Je n'en veux pas de cette grande soupe à la grimace
Je suis en train de faire mijoter une grande soupe à la grimace...
Un grand bouillon où tout est mélangé,
même si l'on sait, par avance, que ce sera proprement immangeable !
J'y ai plongé mes problèmes personnels, toujours aussi insondables,
mes innombrables et grandissants soucis de santé,
et puis aussi les sentiments d'injustice vécus par mes deux filles
qui se chamaillent le droit d'être grandes,
qui revendiquent le fait de bénéficier de passe-droit l'une par rapport à l'autre,
qui m'arrachent mon temps, mes tripes, mes sous...
et puis encore les quelques incompréhensions de mon mari par rapport à ce chahut adolescent,
lui qui aimerait tant que tout roule sans histoire,
que tout se règle à l'amiable, mais sans devoir parlementer,
que chacun reste à sa place, mais sans devoir cadrer,
que chacun prenne des responsabilités, mais sans devoir sans cesse les rabâcher,
que l'ordre règne, mais sans devoir expliquer ce qu'est, selon lui, le désordre...
et puis aussi mon travail, qui me demande une présence de tous les instants,
une débauche d'énergie incroyable, un mental d'enfer pour aider ces enfants
qui ne demandaient pas à être, déjà si tôt, chahutés par la vie,
qui ont été balancées d'institution en institution,
qui sont déjà en total décalage avec la "norme",
qui ont tant besoin de soutien, de repères, de compréhension et d'écoute.

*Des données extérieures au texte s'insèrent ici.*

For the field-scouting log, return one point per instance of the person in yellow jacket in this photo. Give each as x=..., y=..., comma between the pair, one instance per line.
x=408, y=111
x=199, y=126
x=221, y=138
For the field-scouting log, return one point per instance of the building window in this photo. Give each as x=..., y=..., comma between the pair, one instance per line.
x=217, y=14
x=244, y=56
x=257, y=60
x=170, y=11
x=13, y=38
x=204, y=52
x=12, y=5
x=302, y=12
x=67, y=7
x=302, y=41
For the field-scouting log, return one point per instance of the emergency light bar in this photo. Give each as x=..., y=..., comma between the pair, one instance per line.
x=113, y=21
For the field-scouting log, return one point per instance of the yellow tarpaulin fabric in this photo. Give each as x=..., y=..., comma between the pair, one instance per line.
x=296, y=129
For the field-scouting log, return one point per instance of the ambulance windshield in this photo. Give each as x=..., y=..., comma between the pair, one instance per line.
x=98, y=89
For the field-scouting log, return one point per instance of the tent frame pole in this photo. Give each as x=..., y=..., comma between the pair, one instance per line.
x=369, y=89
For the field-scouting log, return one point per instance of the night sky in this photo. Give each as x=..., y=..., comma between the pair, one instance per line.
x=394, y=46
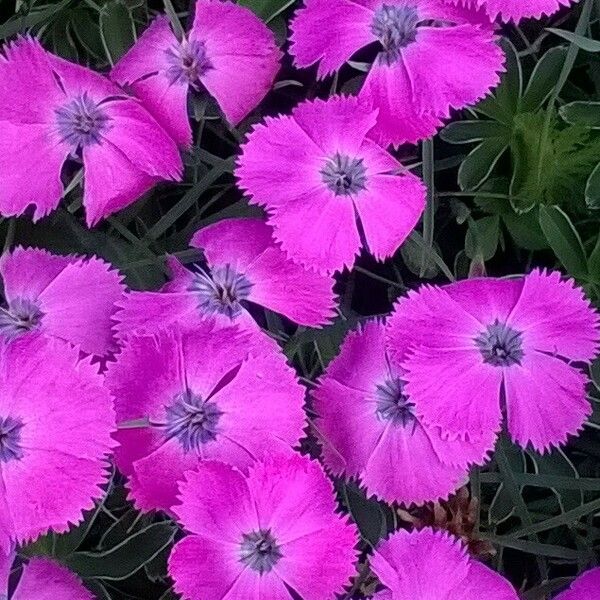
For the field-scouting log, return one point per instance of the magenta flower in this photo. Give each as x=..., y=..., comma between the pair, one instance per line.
x=51, y=110
x=585, y=587
x=369, y=430
x=483, y=343
x=432, y=58
x=319, y=175
x=245, y=267
x=203, y=393
x=259, y=535
x=229, y=52
x=515, y=10
x=431, y=564
x=46, y=580
x=56, y=420
x=65, y=297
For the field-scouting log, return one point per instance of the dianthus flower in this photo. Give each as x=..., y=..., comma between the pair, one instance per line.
x=205, y=392
x=483, y=346
x=585, y=587
x=369, y=430
x=66, y=297
x=56, y=420
x=244, y=268
x=427, y=564
x=515, y=10
x=433, y=57
x=51, y=110
x=229, y=52
x=45, y=580
x=328, y=188
x=259, y=535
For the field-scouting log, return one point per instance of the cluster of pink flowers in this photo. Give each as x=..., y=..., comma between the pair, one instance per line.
x=198, y=406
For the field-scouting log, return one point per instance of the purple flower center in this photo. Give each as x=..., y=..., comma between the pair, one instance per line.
x=343, y=175
x=393, y=405
x=259, y=551
x=500, y=345
x=221, y=291
x=192, y=420
x=81, y=122
x=20, y=317
x=395, y=27
x=10, y=439
x=188, y=62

et puis, comme s'il n'y en pas déjà assez,
il y a lui, ce père, mon père, qui prend, involontairement pour une fois, le devant de la scène :
Moi, je l'aurais souhaité différent...
Forcément, on choisit ses amis pas sa famille, dit-on !
Disons que je regrette de n'avoir été souvent qu'en contraction, en rebellion avec lui.
Pas ou trop peu de gestes affectueux de sa part, et je me suis moi-même bloquée à son égard.
Je m'en suis forgée une image de l'homme détestable au plus haut point :
petit coq en société et macho dans l'intimité;
3 mots inconnus dans son vocabulaire : s'il-te-plaît, merci et pardon;
parti de zéro et fortuné, dans une conjoncture qui le permettait encore,
et qui ne comprend pas que les autres puissent se mettre dans la merde financièrement parlant;
Dur en affaire et dictateur en famille;
Impétueux, le coup de gueule facile et les mots qui blessent;
Le regard dur comme pour me dire encore et encore que la vie n'a pas toujours été facile pour lui,
et que je devrai m'en rappeler pour le restant de mes jours !
Et là, paf, j'apprends que les médecins sont catégoriques,
son cancer s'est très rapidement aggravé,
on lui donne entre 2 mois et 2 ans...
Et je n'arrive pas à être bouleversée
(ou est-ce que je ne le veux pas inconsciemment ?),
je sens que ma maman m'en veut pour la distance que je prends,
je comprends qu'elle pleure parce qu'elle a peur,
mais je n'arrive pas à la rassurer,
elle voudrait que je sois là, tout près, très présente,
que je téléphone tous les jours pour prendre des nouvelles,
que je pleure avec elle sans doute,
(car elle sait que je ne pourrai pas pleurer avec lui)
mais je n'y arrive pas.
C'est trop me demander que de m'attendrir, comme ça, d'un coup...
C'est trop me demander, c'est trop lourd, c'est trop dur.
J'ai envie de pleurer, oui, mais pas POUR CA, pas POUR LUI.
J'ai envie de pleurer, oui, parce que je me sens envahie,
parce que je suis en train de puiser dans mes réserves,
parce que je ne veux pas transformer de l'empathie en pitié,
parce que je suis fatiguée, tellement fatiguée.
Je n'ai pas faim de cette vie-là.
Je n'en veux pas de cette grande soupe à la grimace.